6 – New qualification system announced. Tired of the ever increasing A and B standards? Well the IAAF has announced the general outline of a new qualifying system for the World Championships. More details, including the new standards, will be released this year, which will allow us to finally judge if the new system is better or worse for the hammer.
7 – New world junior record. Ashraf Amgad Elseify of Qatar was one of the big surprises of the 2012 World Junior Championships when he shattered the world junior record by throwing the 6-kilogram hammer 85.57 meters in 2011. Two years later he is still eligible as a junior and will be looking to extend the record again. He did not touch the implement much last year and instead focusing on the senior implement (which he threw an amazing 76.37 meters to qualifying for the Moscow World Championships). As his last year as a junior I’m sure he will focus again on the lighter implement to extend his record even further.
8 – Hungarian power. Hungary has always been a force in the hammer and is perennially good in the youth categories. But recently things are just getting out of control. Last year Réka Gyurátz threw an all-time world youth best of 76.04 meters with the 3-kilogram hammer. She won the World youth title and took second against older competition at the European Junior Championships. Helga Völgyi is newer to the event but ranked second in the world with 74.38 meters. Zsófia Bácskay also was third in the world with 71.76 meters. That’s three under-18 girls over 70 meters. While Völgyi and Gyurátz now move up to the under-20 category (Gyurátz has already thrown over 67 meters this winter with the 4-kilogram hammer), Bácskay is still under-18 and has already improved to nearly 74 meters this season. On the boy’s side Bence Halász is leading the world under-18 category with a 5-kilogram throw of 84.43 meters, just one meter short of the all-time world youth. To sum this all up, if things continue to go this well Zsolt Nemeth’s training group could claim the world records for under-18 men, women, and under-20 women all in one year.
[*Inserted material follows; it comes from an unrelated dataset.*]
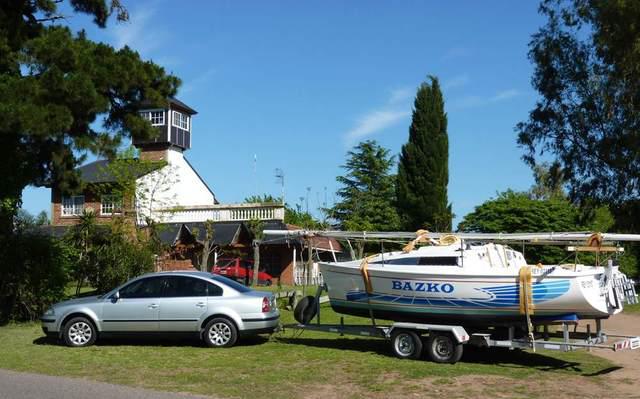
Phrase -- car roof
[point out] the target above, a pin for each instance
(180, 273)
9 – Diamond League progress? – Last year the Prefontaine Classic became the first Diamond League meeting to become part of the IAAF Hammer Challenge. But as soon as we were in we are out as the hammer will not be included in any Diamond League meets in 2014. Conspiracy theorists think there is a plot to even drop the hammer from the Olympics. While I am skeptical, there is no doubt that the hammer has enemies at high levels. And in the meantime the movement to push the hammer forward seems to have died. Will someone pick up the baton this year and keep pushing for equality with other events? The final point would definitely help the effort…
10 – 80 Meters. I feel like a broken record, but I will keep putting this on the list until I see the record broken. Last year world record holder Betty Heidler was the front runner to break 80 meters for the first time, but now Tatyana Lysenko and Anita Wlodarczyk look like the most likely to challenge the barrier. In addition you have the North Americans and Chinese throwers Wang Zheng (who threw an Asian record of 77.68 meters last month) and World bronze medalist Zhang Wenxiu. Combined there is enough competition at the top to push someone over the 80 mark. It will fall eventually.